When we got back home I stayed out in the garage with Dad, handing him tools and pointing the light. I loved my father. I loved how he said everything with a joke lurking right behind the words, how he liked to be argued with, how he seemed so solid and good. He would stick out like a sore thumb in New York City, but maybe I could bring a piece of him with me. Maybe I would be half him after all.
As March turned into April, school became harder. That conquer-the-world feeling wore off after a few days and I had to work not to slip into old habits. Portia gradually started talking to me again, although she still acted put out every time I didn’t instantly agree with her about something. I admitted to my teachers when I hadn’t done the assigned readings and even got a detention when I freely confessed to skipping class because I thought math was not worth my time.

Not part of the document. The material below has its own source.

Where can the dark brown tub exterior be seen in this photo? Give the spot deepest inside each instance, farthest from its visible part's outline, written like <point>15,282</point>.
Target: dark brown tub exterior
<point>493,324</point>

When I got pulled into the guidance counselor’s office, her desperate last attempt to get me to consider college, I told her I had no idea what I wanted to do with my life, that I was almost as scared as I was excited to move to New York, and that I was going to give myself a year to figure it out or start thinking about East Coast schools. She looked at me, sighed, and said, “That’s the most sensible thing you’ve ever said.”

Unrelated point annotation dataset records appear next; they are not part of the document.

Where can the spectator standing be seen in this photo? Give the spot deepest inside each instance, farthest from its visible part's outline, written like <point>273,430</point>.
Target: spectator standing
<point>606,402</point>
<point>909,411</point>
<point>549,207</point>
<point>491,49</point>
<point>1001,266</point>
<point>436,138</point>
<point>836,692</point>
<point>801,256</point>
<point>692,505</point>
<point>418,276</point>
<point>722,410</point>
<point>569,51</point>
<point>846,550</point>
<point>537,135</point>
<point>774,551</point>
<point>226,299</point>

At night I recorded everything on Gerald’s camcorder. I told it the story of my life, pathetic as it was, every stupid, crazy, awful thing I had done and it felt good—being honest at last—even if it was only with myself.
But the worst part of my new life was forcing myself to sit in Peter’s class every day, trying not to cry every time he glanced in my direction. I couldn’t help noticing, though, that he looked terrible. His color was pale. His usually clean-shaven jaw carried a shadow of beard most days, and then razor marks where he’d been careless when he did shave. His clothes looked wrinkled and his lectures were fumbling and depressed.

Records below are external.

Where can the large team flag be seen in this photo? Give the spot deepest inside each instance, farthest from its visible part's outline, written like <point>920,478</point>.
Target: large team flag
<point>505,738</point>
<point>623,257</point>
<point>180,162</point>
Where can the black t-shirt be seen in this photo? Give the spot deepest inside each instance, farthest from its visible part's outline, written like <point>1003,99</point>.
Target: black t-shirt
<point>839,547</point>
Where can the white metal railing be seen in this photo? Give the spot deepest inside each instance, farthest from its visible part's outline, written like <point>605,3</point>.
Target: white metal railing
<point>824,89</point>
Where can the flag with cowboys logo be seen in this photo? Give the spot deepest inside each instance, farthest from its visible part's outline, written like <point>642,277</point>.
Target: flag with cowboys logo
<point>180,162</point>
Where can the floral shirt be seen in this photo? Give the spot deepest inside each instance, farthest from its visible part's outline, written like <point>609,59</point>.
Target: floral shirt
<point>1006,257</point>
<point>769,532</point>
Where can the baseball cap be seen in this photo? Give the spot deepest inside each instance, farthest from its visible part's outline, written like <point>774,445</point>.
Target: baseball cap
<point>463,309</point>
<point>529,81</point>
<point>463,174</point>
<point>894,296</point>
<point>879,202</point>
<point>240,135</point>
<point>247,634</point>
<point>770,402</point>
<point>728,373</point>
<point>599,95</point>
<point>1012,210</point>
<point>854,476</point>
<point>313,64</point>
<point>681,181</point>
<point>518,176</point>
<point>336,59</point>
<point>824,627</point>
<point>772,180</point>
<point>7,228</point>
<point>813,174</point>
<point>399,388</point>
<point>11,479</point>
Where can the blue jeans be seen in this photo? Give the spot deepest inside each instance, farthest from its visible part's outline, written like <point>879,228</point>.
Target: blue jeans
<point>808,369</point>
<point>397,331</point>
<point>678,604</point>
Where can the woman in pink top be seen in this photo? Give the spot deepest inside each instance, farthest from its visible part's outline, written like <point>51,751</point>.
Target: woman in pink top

Portia noticed my bleak stare and mistook it for boredom.
“He’s really off his game,” she commented as we left class on the day of the dress rehearsal. “It’s the curse. It’s catching up with him.”
I glanced back to see Peter staring sadly out the window. “You know what, Porsche? You’re probably right.”
We sat together in physics, neither of us bothering to take notes. Portia doodled a series of drunk cows on her notebook—her witty nod to her parents’ customers at the liquor store. I looked at my own blank notebook page for half an hour, wondering stupid things like why they punched three holes in it and not four, what Peter’s kid would be like, and if they’d still use notebooks by the time he or she went to school.
Every time Peter looked at this kid, he was going to see a prison, the thing that had made him give up any chance of happiness with me. God, was this how people were made? Was the whole planet full of cheaters and assholes running around making new cheaters and assholes? I had been one of them, too, the worst one of all. Mom warned me that I had a lot to learn about the world. I wished she would’ve mentioned how much the learning was going to hurt.